Essa semana me aconteceram duas situações curiosas, provocadas por essa pandemia infinita. Na primeira delas, eu olhava fotos do perfil de uma conhecida de que gosto muito. Tem cerca de um ano que a conheci e nos encontramos várias vezes. Passei a ter grande carinho por ela, uma afinidade gratuita, daquelas que se mostram rápido. Eu olhava suas fotos, de trabalhos manuais, de seu filho e de repente me deparei com fotos mais antigas em que ela aparecia sorrindo. Foi quando me dei conta de que eu nunca havia visto seu sorriso! E era um sorriso genuíno, daqueles largos, cheios de dente e afeto.

Ela sorria ali, sem máscara, com o rosto livre, mostrando por completo essa configuração singular, do modo como se distribuem no rosto os olhos, nariz e boca, em cada pessoa. Mas o que saltou mesmo foi seu sorriso. Aquilo me emocionou e me doeu. Não fossem as fotos antigas de seu perfil, quando eu viria a conhecer seu sorriso?

A segunda situação também foi promovida por esses acessórios que usamos há mais de dois anos. Participei de uma reunião por vídeo e assim que entrei na chamada, vi que eu não conhecia a pessoa que a havia organizado, nem o nome nem fisicamente. Fiquei me perguntando quem era ela, o que estava fazendo naquela reunião. Uma vez começada, me dei conta de que era a pessoa que venho encontrando todos os dias da semana há cerca de três semanas, mas que eu só havia visto de máscara e que, na chamada, não usava máscara e estava usando seu primeiro nome, que eu não conhecia. Isso me causou profundo estranhamento. Senti que seu rosto, dessa vez visto inteiro, não era aquele que eu, sem saber, havia imaginado, ou desenhado na minha cabeça para ela. Ela era outra.

Essas duas situações, que me provocaram diferentes sentimentos e sensações, remeteram-me ao texto de Freud, tão extensamente discutido, "O estranho", que já dispõe de diversas traduções. O inquietante, o infamiliar, o incômodo, e por aí vai. Talvez devido a esta dificuldade de encontrar uma tradução que dê conta efetivamente do termo, a palavra original usada por Freud em alemão seja comumente lembrada, unheimlich. Dentre as traduções, eu particularmente gosto mais de "O estranho", presente na antiga Edição Standard Brasileira da obra de Freud.

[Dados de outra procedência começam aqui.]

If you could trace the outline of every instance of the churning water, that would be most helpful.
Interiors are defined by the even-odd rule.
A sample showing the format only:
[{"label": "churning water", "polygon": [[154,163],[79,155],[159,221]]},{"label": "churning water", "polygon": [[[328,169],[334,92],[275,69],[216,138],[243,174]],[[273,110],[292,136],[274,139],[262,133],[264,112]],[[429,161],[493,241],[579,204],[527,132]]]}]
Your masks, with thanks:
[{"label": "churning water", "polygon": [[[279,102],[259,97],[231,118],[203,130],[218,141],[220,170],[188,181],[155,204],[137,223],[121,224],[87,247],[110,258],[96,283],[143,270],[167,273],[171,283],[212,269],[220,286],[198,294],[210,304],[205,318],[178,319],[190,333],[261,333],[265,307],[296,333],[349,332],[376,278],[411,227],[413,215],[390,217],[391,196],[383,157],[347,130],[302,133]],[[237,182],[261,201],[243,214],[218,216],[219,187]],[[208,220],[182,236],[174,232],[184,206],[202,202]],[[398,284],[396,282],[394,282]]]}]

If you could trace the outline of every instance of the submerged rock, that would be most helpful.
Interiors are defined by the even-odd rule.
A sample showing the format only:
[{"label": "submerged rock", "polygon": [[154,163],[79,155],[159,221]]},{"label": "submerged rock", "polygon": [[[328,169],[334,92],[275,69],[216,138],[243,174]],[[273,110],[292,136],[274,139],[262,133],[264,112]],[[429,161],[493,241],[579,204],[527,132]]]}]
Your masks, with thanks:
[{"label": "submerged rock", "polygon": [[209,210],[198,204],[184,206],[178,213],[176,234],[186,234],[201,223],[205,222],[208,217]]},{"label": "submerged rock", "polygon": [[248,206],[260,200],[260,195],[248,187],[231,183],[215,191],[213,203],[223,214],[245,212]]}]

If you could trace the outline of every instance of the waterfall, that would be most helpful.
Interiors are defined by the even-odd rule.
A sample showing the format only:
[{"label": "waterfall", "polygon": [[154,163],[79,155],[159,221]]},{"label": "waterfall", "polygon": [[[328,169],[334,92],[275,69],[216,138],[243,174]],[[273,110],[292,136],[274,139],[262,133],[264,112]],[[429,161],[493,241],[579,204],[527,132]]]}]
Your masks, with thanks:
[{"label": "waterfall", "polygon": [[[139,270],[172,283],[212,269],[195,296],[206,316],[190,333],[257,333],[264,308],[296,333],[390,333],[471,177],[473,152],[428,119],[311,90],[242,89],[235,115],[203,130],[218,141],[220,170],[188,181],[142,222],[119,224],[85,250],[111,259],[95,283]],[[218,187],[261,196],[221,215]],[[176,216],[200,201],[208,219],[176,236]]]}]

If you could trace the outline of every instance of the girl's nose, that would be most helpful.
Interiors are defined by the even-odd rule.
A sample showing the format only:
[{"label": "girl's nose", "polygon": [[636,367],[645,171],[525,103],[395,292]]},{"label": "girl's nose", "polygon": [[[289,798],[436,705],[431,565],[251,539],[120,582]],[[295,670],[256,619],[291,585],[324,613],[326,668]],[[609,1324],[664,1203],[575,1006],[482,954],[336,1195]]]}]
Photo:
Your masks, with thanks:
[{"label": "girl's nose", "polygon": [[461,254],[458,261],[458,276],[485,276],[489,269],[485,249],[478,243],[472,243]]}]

O estranho me faz lembrar da peça "A cantora careca", de Ionesco, do Teatro do Absurdo. Numa das cenas, em um trem, uma mulher e um homem conversam, identificando aos poucos diversas coincidências entre eles; a cidade onde moram, o vagão do trem que pegaram, a casa onde moram, etc. Ao que vão exclamando repetida e monotonamente: "Que curioso! Que estranho!". Ao fim da cena, o casal, que parecia estranho um ao outro, dá-se conta de que são efetivamente um casal, marido e mulher.

Creio que essa cena de Ionesco, absurda e irônica, representa bem muito do que Freud traz em seu ensaio; o familiar visto como estranho, o estranho que é tão familiar. O próprio termo em alemão traz essa ambiguidade em seu significado, algo simultaneamente estranho e familiar, íntimo.

Uma das coisas de que mais gosto no texto de Freud é uma nota de rodapé em que ele conta uma experiência pessoal do "estranho", que coincidentemente também ocorre em um trem. Transcrevo abaixo a respectiva nota:

Estava eu sentado sozinho no meu compartimento no carro-leito, quando um solavanco do trem, mais violento do que o habitual, fez girar a porta do toalete anexo, e um senhor de idade, de roupão e boné de viagem, entrou. Presumi que ao deixar o toalete, que ficava entre os dois compartimentos, houvesse tomado a direção errada e entrado no meu compartimento por engano. Levantando-me com a intenção de fazer-lhe ver o equívoco, compreendi imediatamente, para espanto meu, que o intruso não era senão o meu próprio reflexo no espelho da porta aberta. Recordo-me ainda que antipatizei totalmente com a sua aparência (p. 265, Edição Standard).

Quem é esse que me olha no espelho? Ou como eu perguntava na chamada de video, quem é essa pessoa, estranha, presente nessa pequena reunião? O uso de máscaras na pandemia nos roubou sorrisos, promovendo uma experiência do estranho, tornando o que é familiar estrangeiro. O dito "conhecido" se revela outro, deslocando-nos e nos colocando numa espécie de vertigem em que parecemos não saber mais com quem falamos.